ALS is associated with the selective loss of motor neurons in the motor cortex, spinal cord, and brain stem. The presence of anti-SGPG antibodies in ALS patient serum suggests that motor neurons may bear specific target antigen(s), such as SGPG and sulfoglucuronosyl lactosaminyl paragloboside, responsible for the immune attack. Therefore, it is necessary to detect the presence of SGPG on motor neurons. Since the human spinal cord sample is unavailable at the moment, we performed immunofluorescence staining to detect the localization of SGPG in NSC-34 cells and rat spinal cord. The results confirmed that the motor neurons do contain SGPG. Interestingly, most of the immunopositivity appears to be associated with α motor neurons. For this reason, the presence of anti-SGPG antibodies in the serum of this subgroup of ALS patients may initiate motor neuron degeneration by targeting SGPG on α motor neurons.

To study the pathogenic role of SGPG in ALS, we have carried a preliminary study by sensitizing Lewis rats with SGPG. All rats sensitized with SGPG developed high titers of anti-SGPG antibodies, and 50% animals developed mild to moderate neurological symptoms, such as distal tail tone loss (Maeda et al., 1991). However, except for damage to the endothelial cells in the spinal cord, which suggested a breakdown of the blood–brain barrier; and axonal change found in the dorsal columns of spinal cord, which suggested proprioception loss could not explain the neurological symptoms in the experimental animals. Further studies are needed to confirm the effects of serum anti-SGPG antibodies.

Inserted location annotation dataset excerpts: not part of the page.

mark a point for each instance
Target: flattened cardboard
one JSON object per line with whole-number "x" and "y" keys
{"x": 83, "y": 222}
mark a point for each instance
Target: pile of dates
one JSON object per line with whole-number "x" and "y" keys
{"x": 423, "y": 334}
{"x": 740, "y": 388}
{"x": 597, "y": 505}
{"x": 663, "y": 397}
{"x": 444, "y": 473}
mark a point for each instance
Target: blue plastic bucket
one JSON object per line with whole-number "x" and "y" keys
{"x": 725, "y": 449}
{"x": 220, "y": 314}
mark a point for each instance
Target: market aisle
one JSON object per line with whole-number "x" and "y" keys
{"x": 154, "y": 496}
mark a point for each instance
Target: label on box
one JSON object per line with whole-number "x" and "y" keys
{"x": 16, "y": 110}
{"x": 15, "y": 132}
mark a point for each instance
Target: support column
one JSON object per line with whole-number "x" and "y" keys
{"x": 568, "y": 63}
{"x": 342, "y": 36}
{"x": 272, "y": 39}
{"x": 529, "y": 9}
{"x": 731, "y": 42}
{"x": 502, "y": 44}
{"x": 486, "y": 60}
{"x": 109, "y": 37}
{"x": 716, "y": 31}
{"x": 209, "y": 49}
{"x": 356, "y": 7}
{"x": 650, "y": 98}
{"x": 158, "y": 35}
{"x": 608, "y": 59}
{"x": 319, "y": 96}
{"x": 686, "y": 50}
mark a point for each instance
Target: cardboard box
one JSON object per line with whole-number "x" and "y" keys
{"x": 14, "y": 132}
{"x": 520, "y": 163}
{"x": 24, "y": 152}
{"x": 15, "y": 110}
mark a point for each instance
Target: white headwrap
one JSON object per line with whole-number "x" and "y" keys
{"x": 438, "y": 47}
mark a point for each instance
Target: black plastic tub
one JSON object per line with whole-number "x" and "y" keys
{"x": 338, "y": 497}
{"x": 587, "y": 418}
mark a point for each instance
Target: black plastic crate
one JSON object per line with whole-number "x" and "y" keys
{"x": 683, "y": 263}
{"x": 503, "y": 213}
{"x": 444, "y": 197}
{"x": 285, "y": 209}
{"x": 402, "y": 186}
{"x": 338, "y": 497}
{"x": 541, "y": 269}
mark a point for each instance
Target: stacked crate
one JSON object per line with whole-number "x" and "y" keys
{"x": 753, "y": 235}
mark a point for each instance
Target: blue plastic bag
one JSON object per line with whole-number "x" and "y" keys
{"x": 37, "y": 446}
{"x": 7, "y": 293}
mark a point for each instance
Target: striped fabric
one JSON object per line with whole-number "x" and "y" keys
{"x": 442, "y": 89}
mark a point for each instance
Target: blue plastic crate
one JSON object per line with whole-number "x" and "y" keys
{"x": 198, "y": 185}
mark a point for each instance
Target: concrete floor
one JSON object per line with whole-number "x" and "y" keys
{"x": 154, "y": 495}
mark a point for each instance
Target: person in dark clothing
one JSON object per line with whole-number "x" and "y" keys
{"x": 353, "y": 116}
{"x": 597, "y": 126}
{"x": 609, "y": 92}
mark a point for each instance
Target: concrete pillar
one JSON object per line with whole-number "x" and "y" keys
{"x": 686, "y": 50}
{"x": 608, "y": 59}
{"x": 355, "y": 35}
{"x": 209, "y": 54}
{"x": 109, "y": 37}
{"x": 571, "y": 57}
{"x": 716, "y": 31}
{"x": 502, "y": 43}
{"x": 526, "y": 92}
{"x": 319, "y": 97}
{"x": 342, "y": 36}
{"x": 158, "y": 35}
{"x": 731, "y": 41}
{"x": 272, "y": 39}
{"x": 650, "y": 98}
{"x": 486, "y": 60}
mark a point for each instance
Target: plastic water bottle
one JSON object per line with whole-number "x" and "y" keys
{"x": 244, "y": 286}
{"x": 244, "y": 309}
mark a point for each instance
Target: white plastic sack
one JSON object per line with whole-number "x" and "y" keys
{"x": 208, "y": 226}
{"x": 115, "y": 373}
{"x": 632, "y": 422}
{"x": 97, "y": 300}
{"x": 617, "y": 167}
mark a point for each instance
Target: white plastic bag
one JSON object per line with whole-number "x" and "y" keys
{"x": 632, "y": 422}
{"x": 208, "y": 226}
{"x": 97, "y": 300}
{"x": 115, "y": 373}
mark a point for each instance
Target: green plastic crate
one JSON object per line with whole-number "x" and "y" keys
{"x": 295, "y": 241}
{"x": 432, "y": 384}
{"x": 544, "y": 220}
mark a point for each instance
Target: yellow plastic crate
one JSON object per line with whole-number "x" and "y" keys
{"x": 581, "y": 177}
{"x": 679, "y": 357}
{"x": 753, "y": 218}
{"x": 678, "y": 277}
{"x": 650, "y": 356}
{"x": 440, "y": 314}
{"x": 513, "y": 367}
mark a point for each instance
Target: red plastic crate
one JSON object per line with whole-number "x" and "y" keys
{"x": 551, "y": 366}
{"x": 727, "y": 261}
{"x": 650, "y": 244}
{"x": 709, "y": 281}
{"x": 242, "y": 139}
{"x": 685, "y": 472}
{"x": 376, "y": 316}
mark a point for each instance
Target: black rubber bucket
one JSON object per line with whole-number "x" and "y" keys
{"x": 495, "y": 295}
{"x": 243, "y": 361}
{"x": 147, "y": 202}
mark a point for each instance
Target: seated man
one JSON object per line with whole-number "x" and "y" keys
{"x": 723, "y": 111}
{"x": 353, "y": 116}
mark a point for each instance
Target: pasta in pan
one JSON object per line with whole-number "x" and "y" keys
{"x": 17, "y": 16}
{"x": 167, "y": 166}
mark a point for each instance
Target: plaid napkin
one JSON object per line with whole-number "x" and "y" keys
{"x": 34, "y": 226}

SGPG was reported to react with anti-ELEC-39, HNK-1, and NC-1 antibodies as well as anti-voltage-gated calcium channel antibodies (Mailly et al., 1989; Appel et al., 1993). It is suggested that these protein antigens in the nervous tissues could bear the SGPG/HNK-1 carbohydrate epitope and react with anti-SGPG antibody, thereby involve in the pathogenesis of ALS.

In conclusion, our present study suggests that SGPG and/or an sulfoglucuronosyl epn>itopn>e bearing molecule is a target antigen in a significant number of patients diagnosed as having ALS. We can safely conclude that anti-SGPG antibody can be used as a serum biomarker of ALS, and this antibody may be useful for presymptomatic diagnosis and therapeutic monitoring of new therapeutic strategies.